Um carro preto em alta velocidade carrega uma leva de literatos para além da curva do ser (interprete-se, os umbrais da morte) – a exemplo do poeta nicaraguense Beltrán Morales (1945-1986), do chileno Juan Luis Martínez (1942-1993) e do escritor norte-americano Philip K. Dick (1928-1982) –, e o poeta vislumbra a sua própria partida, ao adentrar a esplanada onde presume-se mover o aludido automóvel.

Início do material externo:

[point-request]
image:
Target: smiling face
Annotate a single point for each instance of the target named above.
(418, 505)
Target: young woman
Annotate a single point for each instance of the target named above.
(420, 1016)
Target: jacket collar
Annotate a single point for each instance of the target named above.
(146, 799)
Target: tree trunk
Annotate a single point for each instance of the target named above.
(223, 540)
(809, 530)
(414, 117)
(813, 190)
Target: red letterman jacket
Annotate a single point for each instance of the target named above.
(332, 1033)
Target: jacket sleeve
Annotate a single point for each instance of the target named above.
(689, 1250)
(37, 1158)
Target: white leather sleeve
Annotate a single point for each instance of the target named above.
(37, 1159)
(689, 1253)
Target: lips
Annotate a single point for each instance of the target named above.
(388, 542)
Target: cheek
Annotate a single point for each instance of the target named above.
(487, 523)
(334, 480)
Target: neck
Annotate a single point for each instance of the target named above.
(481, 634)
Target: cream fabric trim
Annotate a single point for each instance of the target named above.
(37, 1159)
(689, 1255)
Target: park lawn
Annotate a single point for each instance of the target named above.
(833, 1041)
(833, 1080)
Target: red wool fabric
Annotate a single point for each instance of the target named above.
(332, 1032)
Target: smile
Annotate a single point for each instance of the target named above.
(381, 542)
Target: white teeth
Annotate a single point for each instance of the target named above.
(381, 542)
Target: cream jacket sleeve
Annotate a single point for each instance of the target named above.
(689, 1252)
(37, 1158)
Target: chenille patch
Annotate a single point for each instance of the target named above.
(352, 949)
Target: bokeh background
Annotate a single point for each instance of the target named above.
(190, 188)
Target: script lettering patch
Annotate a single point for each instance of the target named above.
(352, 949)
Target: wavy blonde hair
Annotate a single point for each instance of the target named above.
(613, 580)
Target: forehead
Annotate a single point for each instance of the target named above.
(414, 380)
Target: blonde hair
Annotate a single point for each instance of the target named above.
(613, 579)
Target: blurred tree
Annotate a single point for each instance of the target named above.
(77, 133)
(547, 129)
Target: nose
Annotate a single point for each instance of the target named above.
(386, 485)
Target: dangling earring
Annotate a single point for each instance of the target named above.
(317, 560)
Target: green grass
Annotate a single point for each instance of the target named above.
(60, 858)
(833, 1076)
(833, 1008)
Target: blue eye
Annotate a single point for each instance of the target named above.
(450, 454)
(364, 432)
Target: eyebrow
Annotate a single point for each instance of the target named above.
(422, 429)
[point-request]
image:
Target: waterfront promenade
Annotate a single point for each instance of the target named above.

Terá sido um sonho ou, de fato, um pressentimento que veio ao autor em estado de plena consciência? O fato é que Bolaño faleceu muito prematuramente, aos cinquenta anos, deixando-nos, seja como for, uma obra meritória, especialmente no domínio do romance, com destaque para “Os detetives selvagens” (1998) e “2666” (2004).

J.A.R. – H.C.


Roberto Bolaño

(1953-2003)

 

Bólido

 

El automóvil negro desaparece

en la curva del ser. Yo

aparezco en la explanada:

todos van a fallecer, dice el viejo

que se apoya en la fachada.

No me cuentes más historias:

mi camino es el camino

de la nieve, no del parecer

más alto, más guapo, mejor.

Murió Beltrán Morales,

o eso dicen, murió

Juan Luis Martínez,

Rodrigo Lira se suicidó.

Murió Philip K. Dick

y ya sólo necesitamos

lo estrictamente necesario.

Ven, métete en mi cama.

Acariciémonos toda la noche

del ser y de su negro coche.

 

Porsche 356

(Yuriy Shevchuk: artista ucraniano)

 

Bólido

 

O automóvel preto desaparece

na curva do ser. Eu

apareço na esplanada:

todos hão de morrer, diz o velho

encostado à fachada.

Não me contes mais histórias:

meu caminho é o caminho

da neve, não o de parecer

mais alto, mais bonito, melhor.

Beltrán Morales morreu,

ou assim o dizem,

Juan Luis Martínez morreu,

Rodrigo Lira suicidou-se.

Philip K. Dick morreu

e agora só necessitamos

do que é estritamente necessário.

Vem, mete-te em minha cama.

Acariciemo-nos toda a noite

do ser e de seu carro preto.


Referência:

BOLAÑO, Roberto. Bólido. In: __________. Poesía reunida. Prólogo de Manuel Vilas. 1. ed. Madrid, ES: Alfaguara, 2018. p. 617.